Speaking at a recent IFA tradeshow in Berlin (via Gizmodo), Netflix’s Chief Product Officer Neil Hunt says it’s that paralysis is the reason why the company does NOT offer the ability to download TV episodes and movies for offline viewing – even with competitor Amazon recently making the announcement of just such a feature as part of its Prime service:
“One of the things I’ve learned is that every time you offer a choice, you paralyze some people who can’t decide if that’s what they want to do or not. Now, that sounds really stupid and self-serving, but it is in fact true. It’s the ‘Paradox of Choice’, the jam experiment – you put strawberry, apricot and blackberry jam in the supermarket aisle and you can persuade half the people coming down the aisle to taste the jam and maybe buy one. But if you decide to add lemon, orange, blueberry and grapefruit, by adding the choices you don’t increase the number of people choosing one, but in fact you go the other way. Fewer people choose anything at all.”
Hunt adds that he also thinks not enough people would use the option:
“I still don’t think it’s a very compelling proposition. I think it’s something that lots of people ask for. We’ll see if it’s something lots of people will use. Undoubtedly it adds considerable complexity to your life with Amazon Prime – you have to remember that you want to download this thing. It’s not going to be instant, you have to have the right storage on your device, you have to manage it, and I’m just not sure people are actually that compelled to do that, and that it’s worth providing that level of complexity.”
Adding to the complication, it seems when Netflix has tried to add new and very minor features in the past it has met with a backlash:
“We did an experiment with our five star rating system, for instance; everybody said ‘you’ve got to do half stars’, people really wanting to say a film is worth three and a half stars, ‘I didn’t just like it, nor really love it.’ So we left all the graphics exactly the same, except letting you light up an extra half a star, really simple. We had 11 percent less ratings coming in! Just insane! We’ve plenty of cases where we’ve seen that happen.”
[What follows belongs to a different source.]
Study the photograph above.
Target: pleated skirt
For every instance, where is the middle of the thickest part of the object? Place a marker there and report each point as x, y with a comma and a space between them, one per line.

Hunt says the challenge for the company going forward is to make streaming work better in more places where people want to stream. He’s also suspicious of Amazon’s offering saying:
“Another complexity for Amazon is that a lot of their content isn’t licensed for download, so only some of it is downloadable. You’ll say ‘I wanna watch this offline’, and it’ll frustrate when it won’t be available. I don’t think it’s something we necessarily need to pursue right away. I think Amazon is playing a good game of PR, but I’m not sure it’s a good consumer experience. We’ll see.”